I used Weebly to put together a website containing exactly two pages: the top 40 most popular boys and the top 40 most popular girls. Despite not being particularly popular, I put myself around #15 on the boys list. It was higher than I thought to be true, and it was subtle enough that I figured I’d get away with it.
We all used AIM back then.

So, one evening, after I had spent a couple of days fiddling with the lists, I sent just two messages: one to the Most Popular Boy and one to the Most Popular Girl. The website was intentionally ‘published anonymously’, so the message was something like
hey, have you seen the popularity list? {link}
The following morning, I walked into school, and the first thing anybody said to me was “hey, did you hear about the popularity list?”

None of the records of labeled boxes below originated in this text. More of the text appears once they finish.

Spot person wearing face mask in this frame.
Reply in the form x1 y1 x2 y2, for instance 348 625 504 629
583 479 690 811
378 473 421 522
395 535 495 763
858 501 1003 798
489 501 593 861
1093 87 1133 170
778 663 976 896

In less than 24 hours, the list had reached critical mass. Everybody knew. The entire grade was talking about it. Nobody knew who had made it. It was chaos. All day, everyone was discussing their thoughts on who got snubbed and who was suspiciously high up.
After lunch, I remember my teacher (actually a very cool guy) telling us that he had heard about the popularity list. He asked the class for the domain. Somebody told him, so he pulled the website up (on the SmartBoard!) to have a look.
He told us that it was not right, that popularity lists are hurtful, that the school administration was aware, and that they were trying to track down the source.
Anxiety had been coursing through my veins all day, but it was at precisely this moment that I wanted to explode.
I made it out alive, went home, and immediately deleted the website.